Ririn langsung menolehkan kepalanya kearah bilik toilet yang baru saja dibuka Sonia. Wanita cantik itu berjalan kearah wastafel tepat disebelah Ririn. Sementara itu Ririn ragu hendak menyapa Sonia atau tidak. Tapi bagaimana ini, bukankah Sonia berhak tahu dimana keberadaan Unaya? Teringat Unaya yang pernah bercerita padanya jika gadis itu tidak tahu dimana keberadaan ibu kandungnya setelah bercerai dengan Papa-nya. Ririn merasa iba, sudah saatnya Ibu dan anak itu dipertemukan.

"Ta-tante?". Cicit Ririn takut-takut. Sonia menoleh kearah Ririn dengan tatapan bingung.

"Ya, kamu kenal saya?". Ririn menggigit bibirnya kuat-kuat, gadis itu meyakinkan diri jika apa yang ia lakukan ini tidak salah.

"Saya Ririn Tante temennya Jeka sama Unaya". Sahut Ririn langsung. Gadis itu bisa menangkap wajah Sonia yang mulai memucat.

"Temennya Unaya?". Tanya Sonia memastikan, mata wanita itu berkaca-kaca. Ririn menganggukan kepalanya sebelum berkata;

"Tante mama kandungnya Una kan?  Iya benar, nama Tante Sonia kan?". Sonia menatap Ririn dengan air mata yang mulai jatuh di pipinya.

"Bagaimana kamu bisa tahu kalau saya ibu kandung Unaya?". Tanya Sonia dengan suara tercekat.

"Una sering cerita tentang Tante, Una kangen banget sama Tante. Kenapa Tante gak pernah temuin dia?". Tubuh Sonia lemas seketika, wanita itu berpegangan pada wastafel.

"Saya juga rindu sama anak saya, tapi situasinya tidak memungkinkan untuk bisa bertemu dengannya". Kata Sonia semakin terisak.

"Karena hubungan antara Jeka dan Una? Mereka belum tahu jika Tante Mama mereka". Tebak Ririn. Sonia mematung ditempatnya, tebakan Ririn seratus persen benar. Ia tidak bisa membayangkan semarah apa Jeka jika mengetahui dirinya adalah ibu kandung kekasihnya sendiri. Pemuda itu pasti akan semakin menganggap dirinya perusak kebahagiaan orang lain, ia tidak mau dianggap seperti itu.
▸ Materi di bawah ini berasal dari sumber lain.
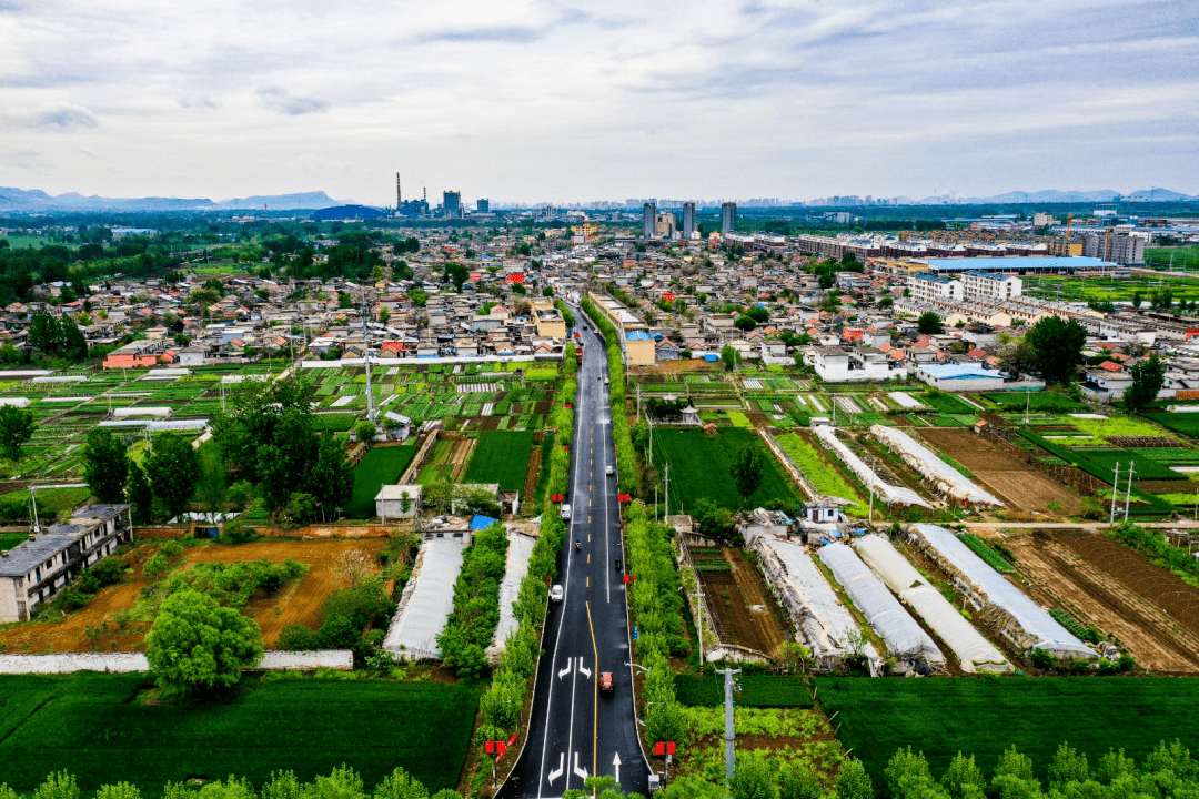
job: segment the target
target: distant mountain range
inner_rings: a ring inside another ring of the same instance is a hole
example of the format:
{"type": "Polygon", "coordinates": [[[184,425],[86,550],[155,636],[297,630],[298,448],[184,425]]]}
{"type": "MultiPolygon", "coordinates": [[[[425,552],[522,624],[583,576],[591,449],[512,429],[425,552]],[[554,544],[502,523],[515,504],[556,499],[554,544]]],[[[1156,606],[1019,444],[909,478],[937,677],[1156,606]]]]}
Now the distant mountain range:
{"type": "MultiPolygon", "coordinates": [[[[347,202],[353,202],[348,200],[347,202]]],[[[74,192],[52,196],[38,189],[19,189],[0,187],[0,212],[40,212],[40,211],[231,211],[261,210],[271,211],[315,211],[336,205],[345,205],[324,192],[303,192],[300,194],[272,194],[245,196],[234,200],[212,201],[201,198],[143,196],[109,198],[84,196],[74,192]]]]}

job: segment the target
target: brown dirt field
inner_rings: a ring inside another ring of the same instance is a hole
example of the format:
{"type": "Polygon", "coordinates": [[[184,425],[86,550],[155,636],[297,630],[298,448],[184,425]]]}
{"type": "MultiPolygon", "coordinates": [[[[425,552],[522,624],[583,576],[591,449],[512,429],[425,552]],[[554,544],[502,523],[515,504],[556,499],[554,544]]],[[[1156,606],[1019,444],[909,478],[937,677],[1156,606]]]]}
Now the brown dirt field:
{"type": "MultiPolygon", "coordinates": [[[[372,555],[386,546],[386,538],[367,538],[354,540],[266,540],[237,546],[211,544],[189,549],[171,564],[180,563],[233,563],[235,561],[257,561],[267,558],[282,563],[287,558],[309,565],[308,574],[300,582],[290,582],[273,597],[252,599],[246,610],[259,627],[263,628],[263,641],[267,649],[275,646],[279,632],[289,624],[317,625],[317,615],[325,598],[339,585],[332,576],[337,557],[348,550],[366,550],[372,555]],[[276,610],[278,607],[278,610],[276,610]]],[[[144,562],[151,547],[139,549],[134,555],[144,555],[144,562]]],[[[119,586],[110,586],[96,595],[86,607],[59,622],[18,624],[0,631],[0,649],[8,653],[44,653],[44,652],[91,652],[92,644],[86,629],[98,627],[112,615],[128,610],[140,597],[141,588],[151,580],[141,574],[141,567],[134,570],[134,579],[119,586]],[[29,647],[26,649],[26,647],[29,647]]],[[[110,622],[115,628],[115,623],[110,622]]],[[[96,648],[112,649],[116,643],[119,652],[133,652],[141,648],[147,629],[131,625],[126,631],[115,635],[102,635],[96,648]]]]}
{"type": "MultiPolygon", "coordinates": [[[[1081,531],[1037,531],[1031,537],[1007,538],[1004,545],[1016,553],[1020,573],[1032,581],[1035,595],[1040,594],[1037,599],[1046,605],[1060,607],[1080,622],[1116,636],[1146,668],[1199,672],[1199,634],[1173,618],[1165,610],[1169,605],[1157,604],[1131,589],[1127,573],[1122,576],[1109,573],[1070,545],[1093,551],[1105,549],[1103,541],[1120,547],[1102,535],[1081,531]],[[1097,543],[1099,547],[1095,546],[1097,543]]],[[[1127,553],[1135,558],[1134,552],[1127,553]]],[[[1120,562],[1127,561],[1120,558],[1120,562]]],[[[1168,571],[1147,562],[1144,565],[1157,571],[1155,577],[1163,583],[1174,581],[1186,586],[1168,571]]],[[[1199,600],[1192,610],[1197,607],[1199,600]]]]}
{"type": "Polygon", "coordinates": [[[1012,510],[1036,510],[1062,516],[1077,514],[1081,509],[1077,494],[976,432],[921,428],[918,435],[974,472],[978,482],[994,491],[1012,510]],[[1056,502],[1061,509],[1049,508],[1050,502],[1056,502]]]}
{"type": "Polygon", "coordinates": [[[723,630],[722,640],[773,658],[778,646],[788,640],[778,623],[775,599],[766,592],[758,571],[746,563],[739,550],[724,547],[723,555],[733,571],[698,573],[707,607],[716,616],[713,627],[718,625],[723,630]],[[754,605],[765,610],[754,610],[754,605]]]}

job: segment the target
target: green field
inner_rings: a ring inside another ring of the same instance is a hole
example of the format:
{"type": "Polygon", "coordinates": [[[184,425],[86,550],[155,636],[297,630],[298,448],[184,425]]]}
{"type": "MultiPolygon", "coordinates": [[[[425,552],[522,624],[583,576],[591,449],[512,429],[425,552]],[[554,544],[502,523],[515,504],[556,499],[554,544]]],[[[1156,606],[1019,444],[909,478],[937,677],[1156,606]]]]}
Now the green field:
{"type": "Polygon", "coordinates": [[[940,774],[959,751],[986,775],[1014,745],[1044,777],[1062,742],[1091,763],[1108,749],[1143,758],[1162,740],[1199,739],[1199,679],[1175,677],[1011,677],[983,679],[817,679],[817,698],[838,713],[838,733],[866,764],[874,785],[894,751],[923,751],[940,774]]]}
{"type": "Polygon", "coordinates": [[[478,447],[470,459],[464,483],[499,483],[501,491],[524,489],[532,453],[532,432],[488,430],[478,434],[478,447]]]}
{"type": "Polygon", "coordinates": [[[817,491],[825,496],[852,501],[854,504],[848,506],[845,512],[855,516],[864,516],[869,513],[867,500],[862,498],[857,489],[833,468],[813,444],[794,432],[778,436],[778,443],[791,456],[803,476],[812,480],[817,491]]]}
{"type": "Polygon", "coordinates": [[[370,680],[271,679],[224,703],[144,704],[144,674],[0,677],[2,781],[30,792],[67,769],[91,794],[127,780],[143,795],[168,781],[303,781],[345,763],[368,789],[400,765],[429,791],[454,787],[480,691],[370,680]]]}
{"type": "Polygon", "coordinates": [[[758,490],[745,502],[747,508],[783,500],[788,510],[799,501],[797,489],[783,467],[757,435],[741,428],[724,428],[710,436],[703,430],[655,430],[653,461],[658,472],[670,464],[671,508],[677,500],[683,513],[691,513],[695,502],[706,497],[729,510],[740,510],[737,494],[729,474],[729,464],[746,444],[758,448],[763,458],[763,478],[758,490]]]}
{"type": "Polygon", "coordinates": [[[345,508],[350,519],[375,515],[374,498],[384,484],[394,483],[416,458],[416,447],[372,447],[354,467],[354,497],[345,508]]]}
{"type": "MultiPolygon", "coordinates": [[[[737,676],[741,694],[737,706],[747,708],[811,708],[812,690],[801,677],[755,674],[737,676]]],[[[724,706],[724,677],[719,674],[679,674],[675,690],[683,704],[724,706]]]]}

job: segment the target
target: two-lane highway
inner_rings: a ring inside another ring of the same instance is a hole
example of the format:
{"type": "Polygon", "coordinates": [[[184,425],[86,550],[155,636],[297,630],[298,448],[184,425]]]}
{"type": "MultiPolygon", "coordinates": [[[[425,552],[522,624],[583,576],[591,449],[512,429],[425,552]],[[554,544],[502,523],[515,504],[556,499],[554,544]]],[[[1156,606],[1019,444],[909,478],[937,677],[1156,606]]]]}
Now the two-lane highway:
{"type": "MultiPolygon", "coordinates": [[[[572,310],[580,322],[585,319],[572,310]]],[[[568,788],[583,788],[594,774],[617,776],[626,791],[647,793],[633,674],[625,665],[631,660],[628,613],[608,358],[590,325],[580,323],[579,331],[584,357],[566,498],[572,514],[559,553],[559,583],[566,597],[561,604],[550,603],[528,740],[499,793],[505,799],[560,797],[568,788]],[[609,467],[613,474],[607,473],[609,467]],[[603,672],[613,674],[610,692],[601,691],[603,672]]]]}

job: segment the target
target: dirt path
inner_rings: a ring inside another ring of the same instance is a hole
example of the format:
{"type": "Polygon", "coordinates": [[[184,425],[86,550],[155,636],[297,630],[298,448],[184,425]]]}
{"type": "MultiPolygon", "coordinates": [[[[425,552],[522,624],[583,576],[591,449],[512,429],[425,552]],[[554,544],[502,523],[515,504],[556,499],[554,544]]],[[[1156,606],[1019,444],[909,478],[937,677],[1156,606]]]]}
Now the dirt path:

"Hubungan saya dan Jeka sudah tidak baik sebelumnya, ditambah sekarang fakta dimana dia dan Unaya menjalin hubungan. Sudah pasti dia akan semakin benci saya, saya juga tidak tega melihat Unaya sedih karena ini". Sonia menutup wajahnya dengan telapak tangan, terus menangisi garis nasib yang ia jalani saat ini. Kenapa sulit sekali merasakan kebahagiaan di dunia? Kenapa dunia sesempit ini? bisa-bisanya yang menjadi kekasih Jeka adalah anak kandungnya sendiri.

"Tapi Tan, Una harus tahu masalah ini secepatnya. Semakin lama Tante menyembunyikannya, semakin sakit jika akhirnya mereka tahu. Apalagi Una...". Kata Ririn dengan suara tercekat.

"Una? Unaya kenapa?". Tanya Sonia tidak sabar. Ririn mengusap air matanya sebelum menjawab.

"Una sakit Tan. LCH-nya kambuh lagi, mumpung Una masih baik-baik aja Tan. Ririn gak mau Una nge-drop suatu hari nanti kalau tahu semuanya dari orang lain". Sonia semakin lemas dibuatnya, wanita itu bahkan nyaris limbung kalau saja Ririn tidak buru-buru menahan tubuh wanita itu. Sonia tahu Unaya pernah mengidap penyakit itu, dan demi menyembuhkan penyakit Unaya itulah ia rela mengorbankan diri untuk menikah dengan lelaki yang tidak pernah ia cintai, bahkan sampai saat ini. Namun wanita itu tidak menyangka jika penyakit itu akan kembali kambuh.

"Tan! Tante kenapa Tan?!". Ririn panik sekali, Sonia sudah hampir pingsan kepalanya terasa berputar.

"Unaya". Cicit Sonia sebelum benar-benar pingsan.